The other casting issue is star power. Doran doesn’t believe in it.
“I don't agree with taking on a big star who will only give you a certain amount of their time and then you have to put on the tour without them. There needs to be a natural logic as to why they come here. When David Tennant played Hamlet, he had already played Touchstone and Romeo here, he had earned his Stratford chops. It was the same with Patrick Stewart.
“Christopher Eccleston felt it was his right to play Macbeth but was sort of presuming I would say no – but he was completely great.”
Eccleston may have proved the lucrative appeal of star power: Macbeth sold out earlier this year. But then, so did Romeo and Juliet, which, unlike Macbeth, had an unknown cast.
Doran favours balancing the big hitters and the more recherché works. As he says, for every five As You Like Its there should be a Bartholomew Fair (Ben Jonson’s unloved satire).
Stratford’s second venue, The Swan, has exceeded financial targets despite a programme of unknown plays. But it is not all good news. Doran says he is taking on the chin the 3% cut from the UK’s Arts Council. I assume, wrongly, that the wild success of Matilda the Musical (which has just celebrated 6,000 performances worldwide) goes some way to stabilising the RSC’s finances.
“It doesn’t affect the core budget, although it does allow us to do other things, such as the RSC Live Schools’ Broadcasts. We have to think about our programming in the light of the cut. We are at a standstill against inflation, so it’s going to get worse and worse.”
There must be a temptation to find another Matilda.
“The next Matilda won’t be anything like Matilda,” says Doran. “We have already been outed by David Walliams: it’s true that we are looking at a musical version of The Boy in the Dress. It is a brilliant, relevant piece about a subject that is more and more in the ether.”
Doran, 59, is an affable presence, propelled by an energy that seems both academic and socially minded. He has been at the helm of the RSC since 2012, and big hits on his watch include a lauded King Lear, featuring his husband Antony Sher, and a hi-tech version of The Tempest with Simon Russell Beale as Prospero.
His 2019 season continues his commitment to community theatre with the Shakespeare Nation project launching two initiatives – one for adults new to theatre and the other for young people. Two anniversaries will be marked, with John Kani’s new play Kunene and the King commemorating 25 years since the end of apartheid, and the plays featuring David Garrick’s most famous roles (John Vanbrugh’s The Provoked Wife and Thomas Otway’s Venice Preserv’d ) marking 250 years since his (disastrous) 1769 jubilee launched Stratford as the centre of the Shakespeare industry.
Three productions in the main house (As You Like It, The Taming of the Shrew and Measure for Measure) will then tour. Doran believes the last of these, with its cruel subjugation of women, is the ultimate #MeToo play.

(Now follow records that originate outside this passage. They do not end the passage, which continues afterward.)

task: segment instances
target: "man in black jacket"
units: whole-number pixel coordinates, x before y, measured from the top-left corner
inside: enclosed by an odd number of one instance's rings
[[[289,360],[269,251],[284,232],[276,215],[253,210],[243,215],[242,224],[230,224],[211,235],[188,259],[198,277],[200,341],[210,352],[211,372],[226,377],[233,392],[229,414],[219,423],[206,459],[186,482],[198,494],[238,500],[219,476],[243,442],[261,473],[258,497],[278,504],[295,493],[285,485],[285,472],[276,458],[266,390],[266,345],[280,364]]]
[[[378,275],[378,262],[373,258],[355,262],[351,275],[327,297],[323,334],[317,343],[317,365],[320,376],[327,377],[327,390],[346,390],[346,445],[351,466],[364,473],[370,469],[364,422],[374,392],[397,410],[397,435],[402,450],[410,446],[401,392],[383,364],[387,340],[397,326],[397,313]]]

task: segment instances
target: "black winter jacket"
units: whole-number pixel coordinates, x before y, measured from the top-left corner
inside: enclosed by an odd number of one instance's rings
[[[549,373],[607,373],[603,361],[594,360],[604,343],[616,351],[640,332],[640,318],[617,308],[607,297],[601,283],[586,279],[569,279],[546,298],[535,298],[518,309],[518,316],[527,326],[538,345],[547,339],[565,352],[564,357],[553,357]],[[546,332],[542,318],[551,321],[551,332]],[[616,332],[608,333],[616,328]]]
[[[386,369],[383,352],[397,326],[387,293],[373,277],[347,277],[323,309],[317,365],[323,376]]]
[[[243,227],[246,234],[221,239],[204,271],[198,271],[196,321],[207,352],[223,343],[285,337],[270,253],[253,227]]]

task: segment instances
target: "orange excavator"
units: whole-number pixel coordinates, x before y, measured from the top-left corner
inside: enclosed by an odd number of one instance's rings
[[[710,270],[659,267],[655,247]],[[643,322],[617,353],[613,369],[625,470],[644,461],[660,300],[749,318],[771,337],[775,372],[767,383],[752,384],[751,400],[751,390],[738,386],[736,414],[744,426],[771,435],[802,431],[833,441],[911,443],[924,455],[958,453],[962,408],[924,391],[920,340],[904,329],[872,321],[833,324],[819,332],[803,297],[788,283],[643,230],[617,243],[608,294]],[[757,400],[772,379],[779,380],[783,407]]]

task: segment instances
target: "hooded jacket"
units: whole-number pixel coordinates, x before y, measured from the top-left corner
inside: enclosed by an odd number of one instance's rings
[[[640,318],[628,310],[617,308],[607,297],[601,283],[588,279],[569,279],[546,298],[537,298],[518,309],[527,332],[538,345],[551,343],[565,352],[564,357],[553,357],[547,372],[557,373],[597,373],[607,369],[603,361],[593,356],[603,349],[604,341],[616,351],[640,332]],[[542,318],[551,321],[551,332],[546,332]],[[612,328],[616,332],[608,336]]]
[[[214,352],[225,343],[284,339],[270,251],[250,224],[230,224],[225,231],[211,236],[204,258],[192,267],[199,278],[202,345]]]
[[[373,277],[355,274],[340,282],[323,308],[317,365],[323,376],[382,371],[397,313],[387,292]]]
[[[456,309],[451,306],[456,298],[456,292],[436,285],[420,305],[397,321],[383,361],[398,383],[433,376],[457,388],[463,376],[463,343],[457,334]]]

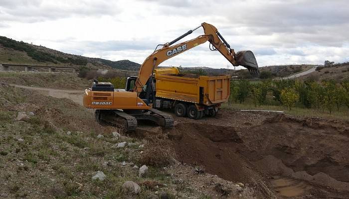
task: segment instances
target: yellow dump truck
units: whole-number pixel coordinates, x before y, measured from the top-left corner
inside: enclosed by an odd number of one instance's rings
[[[179,74],[175,67],[154,70],[156,108],[174,108],[175,114],[198,119],[215,115],[229,95],[229,75],[204,76]]]

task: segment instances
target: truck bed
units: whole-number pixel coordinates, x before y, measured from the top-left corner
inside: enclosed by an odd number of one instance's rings
[[[188,74],[156,75],[156,97],[212,105],[227,101],[229,75],[199,76]]]

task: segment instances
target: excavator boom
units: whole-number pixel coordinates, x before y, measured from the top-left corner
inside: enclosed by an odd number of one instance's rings
[[[201,26],[203,28],[204,35],[172,46]],[[233,66],[243,66],[247,68],[251,74],[258,74],[259,73],[258,66],[253,53],[251,51],[243,51],[235,53],[234,49],[230,48],[230,45],[215,27],[204,22],[200,26],[188,31],[174,41],[161,45],[163,46],[162,48],[155,50],[148,56],[141,66],[134,91],[139,94],[143,90],[144,85],[152,76],[154,70],[161,63],[207,41],[213,46],[211,50],[218,51]]]

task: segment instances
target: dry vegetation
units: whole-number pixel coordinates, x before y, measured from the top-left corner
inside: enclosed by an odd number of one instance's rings
[[[117,138],[111,133],[115,128],[96,123],[92,112],[69,100],[44,96],[4,83],[0,84],[0,189],[3,191],[0,198],[129,198],[121,187],[125,181],[132,181],[141,186],[141,192],[132,198],[157,198],[161,193],[170,199],[217,198],[211,188],[192,185],[196,178],[208,174],[199,176],[192,171],[191,178],[180,179],[183,169],[192,169],[184,166],[179,169],[178,163],[174,163],[173,151],[165,135],[149,140]],[[35,114],[26,121],[16,121],[19,111]],[[98,134],[104,137],[97,138]],[[124,141],[133,144],[113,147]],[[142,143],[144,148],[139,147]],[[143,163],[149,170],[147,176],[140,177],[133,164],[140,167]],[[105,180],[91,180],[97,171],[104,173]],[[233,192],[227,198],[237,198],[237,193]]]

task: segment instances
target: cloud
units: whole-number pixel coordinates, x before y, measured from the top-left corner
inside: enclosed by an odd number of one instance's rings
[[[260,66],[348,60],[347,0],[2,0],[1,34],[64,52],[142,63],[202,22]],[[25,31],[23,31],[25,30]],[[202,34],[202,28],[180,42]],[[164,65],[225,67],[208,43]]]
[[[113,15],[120,11],[116,3],[106,0],[56,1],[3,0],[0,20],[34,23],[71,17]]]

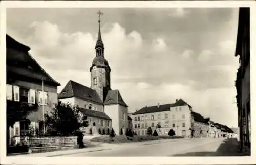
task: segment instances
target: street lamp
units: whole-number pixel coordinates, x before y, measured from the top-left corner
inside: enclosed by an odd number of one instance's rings
[[[179,126],[178,125],[177,126],[177,135],[179,136]]]

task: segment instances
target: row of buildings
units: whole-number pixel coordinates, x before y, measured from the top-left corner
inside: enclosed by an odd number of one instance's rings
[[[243,152],[251,148],[250,31],[250,8],[240,8],[235,54],[239,57],[239,68],[236,87],[239,140]]]
[[[138,135],[146,135],[148,127],[165,135],[172,129],[176,135],[185,137],[190,136],[192,132],[194,137],[221,137],[234,133],[227,126],[193,111],[192,107],[182,99],[176,99],[173,104],[145,106],[129,115],[133,130]]]
[[[91,128],[93,134],[98,133],[100,129],[113,128],[115,133],[119,134],[121,130],[125,132],[127,128],[132,128],[131,119],[128,116],[128,106],[119,91],[111,87],[111,69],[104,58],[99,19],[98,22],[95,57],[89,67],[91,86],[87,87],[70,80],[59,93],[57,88],[60,83],[33,58],[29,53],[30,48],[6,35],[7,114],[12,110],[11,105],[17,103],[25,104],[28,108],[37,105],[35,110],[15,121],[14,124],[7,125],[8,144],[13,137],[27,135],[31,129],[38,130],[34,131],[34,135],[45,132],[44,114],[50,113],[58,101],[78,105],[84,111],[89,124],[83,130],[85,133],[89,133]]]

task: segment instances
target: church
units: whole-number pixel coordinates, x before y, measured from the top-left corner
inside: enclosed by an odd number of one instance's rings
[[[90,68],[91,86],[88,87],[70,80],[58,95],[58,99],[65,103],[77,105],[87,116],[89,126],[86,134],[107,134],[112,128],[115,133],[125,133],[128,128],[128,106],[118,90],[111,88],[111,69],[105,58],[104,44],[100,32],[99,12],[99,32],[95,46],[96,57]]]

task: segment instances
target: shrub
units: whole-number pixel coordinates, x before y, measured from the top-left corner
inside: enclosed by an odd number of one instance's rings
[[[90,134],[92,135],[93,134],[93,130],[92,129],[92,128],[90,128]]]
[[[151,129],[151,127],[148,127],[147,129],[147,132],[146,133],[146,134],[148,135],[152,135],[152,129]]]
[[[156,130],[155,130],[155,131],[154,131],[153,136],[158,136],[158,134],[157,133]]]
[[[175,132],[174,132],[174,131],[173,129],[171,129],[170,130],[169,133],[168,133],[168,135],[170,136],[175,136]]]
[[[115,137],[115,131],[114,130],[114,129],[113,129],[113,128],[111,130],[111,132],[110,132],[110,137],[111,138],[113,138]]]

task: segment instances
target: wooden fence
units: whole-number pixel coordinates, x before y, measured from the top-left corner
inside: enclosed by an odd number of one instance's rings
[[[77,136],[24,137],[20,143],[28,147],[44,147],[75,146],[77,145]]]

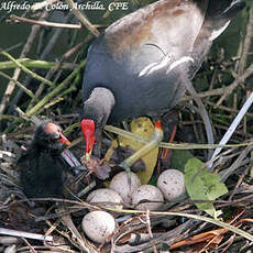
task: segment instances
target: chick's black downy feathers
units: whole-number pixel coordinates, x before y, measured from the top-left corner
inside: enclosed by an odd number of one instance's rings
[[[51,121],[41,123],[33,140],[18,161],[20,180],[29,198],[63,196],[63,176],[67,168],[61,153],[62,129]]]

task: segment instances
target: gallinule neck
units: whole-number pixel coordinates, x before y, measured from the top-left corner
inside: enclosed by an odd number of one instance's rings
[[[95,141],[92,124],[101,130],[107,122],[157,118],[173,108],[212,41],[244,6],[243,0],[161,0],[111,24],[87,56],[86,152]]]
[[[59,125],[44,121],[36,128],[30,146],[18,161],[26,197],[62,197],[63,172],[67,168],[61,155],[64,144],[69,142]]]

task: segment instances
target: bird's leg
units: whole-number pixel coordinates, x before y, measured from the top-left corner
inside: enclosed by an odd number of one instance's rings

“‘To whom should I complain?’ [asks Isabella]. I can’t think of anything more resonant. The abuse of power and sexuality is deeply ingrained in the DNA of that play and that is what excites me.”
Doran is doing his best to eradicate the perennial issue of elitism with his Next Generation initiative, which seeks out talent all over the country, regardless of background. “The expectation with Shakespeare is that you have to do it in a posh voice; you don’t. The live cinema screenings are good for showing that you don’t have to dress up [to go to see Shakespeare] and if you want to leave halfway through, you can. If you want to watch it as somebody did who tweeted, ‘Loving Richard II in UCI Whiteleys with my chicken korma’, that’s great.
“I wouldn’t have wanted to sit next to him, but it’s great.”